The snake’s wings remained folded as it quickly examined its prison. Then it rose up and spat. In the confused babble that filled the opposite end of the room, the quiet hissing of dissolving pancrylic went unnoticed.
“Let’s get them outside.” The male Peaceforcer moved to his right, separating from his companion to stand to one side of the entrance while she moved to get behind the shifting group gathered in the middle of the room.
“Single file now,” she ordered them, gesturing with her gun. “All of you. And please keep your hands in the air. No dramatic last-minute gestures, please. I don’t like a mess.”
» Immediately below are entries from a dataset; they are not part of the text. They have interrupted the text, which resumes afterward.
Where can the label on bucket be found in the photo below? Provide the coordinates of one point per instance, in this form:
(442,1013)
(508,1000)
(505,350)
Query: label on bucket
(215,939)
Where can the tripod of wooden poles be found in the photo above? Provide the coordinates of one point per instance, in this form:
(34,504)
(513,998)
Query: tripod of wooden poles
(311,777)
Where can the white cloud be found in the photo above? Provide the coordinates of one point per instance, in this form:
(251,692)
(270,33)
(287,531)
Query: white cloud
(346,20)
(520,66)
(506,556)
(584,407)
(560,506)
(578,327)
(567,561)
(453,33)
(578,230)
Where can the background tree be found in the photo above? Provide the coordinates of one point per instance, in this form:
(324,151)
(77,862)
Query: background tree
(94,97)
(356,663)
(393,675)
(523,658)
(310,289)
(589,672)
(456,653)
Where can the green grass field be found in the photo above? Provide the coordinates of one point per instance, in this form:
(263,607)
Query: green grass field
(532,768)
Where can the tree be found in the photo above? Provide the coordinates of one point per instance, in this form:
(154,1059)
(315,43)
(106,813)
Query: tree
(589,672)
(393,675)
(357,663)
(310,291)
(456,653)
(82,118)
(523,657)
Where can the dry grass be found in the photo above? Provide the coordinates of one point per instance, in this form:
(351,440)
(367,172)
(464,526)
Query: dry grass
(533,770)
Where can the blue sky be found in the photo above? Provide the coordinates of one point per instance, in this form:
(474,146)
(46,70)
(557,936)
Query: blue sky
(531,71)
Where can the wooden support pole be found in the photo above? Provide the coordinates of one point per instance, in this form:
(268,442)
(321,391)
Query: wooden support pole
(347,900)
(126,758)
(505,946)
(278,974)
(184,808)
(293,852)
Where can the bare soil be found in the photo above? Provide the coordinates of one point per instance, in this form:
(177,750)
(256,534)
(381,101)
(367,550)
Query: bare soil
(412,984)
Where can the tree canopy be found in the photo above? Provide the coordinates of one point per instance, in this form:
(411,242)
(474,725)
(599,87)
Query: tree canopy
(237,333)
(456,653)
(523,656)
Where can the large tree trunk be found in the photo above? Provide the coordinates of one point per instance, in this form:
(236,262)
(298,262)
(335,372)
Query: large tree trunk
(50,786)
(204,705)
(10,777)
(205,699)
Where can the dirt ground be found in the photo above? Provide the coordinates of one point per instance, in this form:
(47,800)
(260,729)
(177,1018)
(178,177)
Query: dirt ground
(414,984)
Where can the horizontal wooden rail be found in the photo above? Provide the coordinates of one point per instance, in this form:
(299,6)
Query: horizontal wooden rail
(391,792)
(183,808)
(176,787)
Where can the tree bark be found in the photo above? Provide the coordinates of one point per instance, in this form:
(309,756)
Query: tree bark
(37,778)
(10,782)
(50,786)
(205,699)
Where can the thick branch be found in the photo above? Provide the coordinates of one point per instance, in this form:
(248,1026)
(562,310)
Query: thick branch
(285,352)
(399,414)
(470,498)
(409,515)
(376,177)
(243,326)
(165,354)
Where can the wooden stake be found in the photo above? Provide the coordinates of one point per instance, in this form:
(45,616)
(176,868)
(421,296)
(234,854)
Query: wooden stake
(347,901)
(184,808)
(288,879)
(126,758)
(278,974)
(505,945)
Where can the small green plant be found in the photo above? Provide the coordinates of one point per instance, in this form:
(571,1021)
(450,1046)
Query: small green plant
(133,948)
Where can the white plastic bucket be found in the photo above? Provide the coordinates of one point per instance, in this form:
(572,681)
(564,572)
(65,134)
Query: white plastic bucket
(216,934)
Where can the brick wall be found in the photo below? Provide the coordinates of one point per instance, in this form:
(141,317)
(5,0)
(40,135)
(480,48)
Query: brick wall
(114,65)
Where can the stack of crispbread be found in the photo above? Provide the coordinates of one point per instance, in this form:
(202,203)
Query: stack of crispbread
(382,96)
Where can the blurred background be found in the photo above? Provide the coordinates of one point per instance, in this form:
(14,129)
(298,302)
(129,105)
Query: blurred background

Cruachan pleaded with her. “Please, we’re just a bunch of harmless old scholars. This is our last chance. This boy”—and he indicated Flinx—“may be our last opportunity to prove—”
“I’ve studied your history, read the reports.” The woman’s voice was icy. “What you did is beyond redemption or forgiving. You’ll get just what you deserve, and it won’t be a chance to experiment further on this poor, malformed child.”
“Please, somebody,” Flinx said desperately, “I don’t know what you’re talking about! Won’t somebody tell me—?”
“Somebody probably will,” she told him. “I’m not privy to the details, and explanations aren’t my department.” She shuddered visibly. “Fortunately.”
“Rose, look out!” At the warning cry from her companion, the woman whirled. There was something in the air, humming like a giant bumblebee, moving rapidly from place to place: a pink and blue blur against the ceiling.
“What the hell’s that?” she blurted.
Flinx started to answer, but Cruachan spoke first, taking a step out of the line and toward the Peaceforcer. “That’s the boy’s pet. I don’t know how it got out. It’s dangerous.”
“Oh, it is, is it?” The muzzle of the short rifle came up.
“No!” Cruachan rushed toward her, the console buzzer screaming in his ears.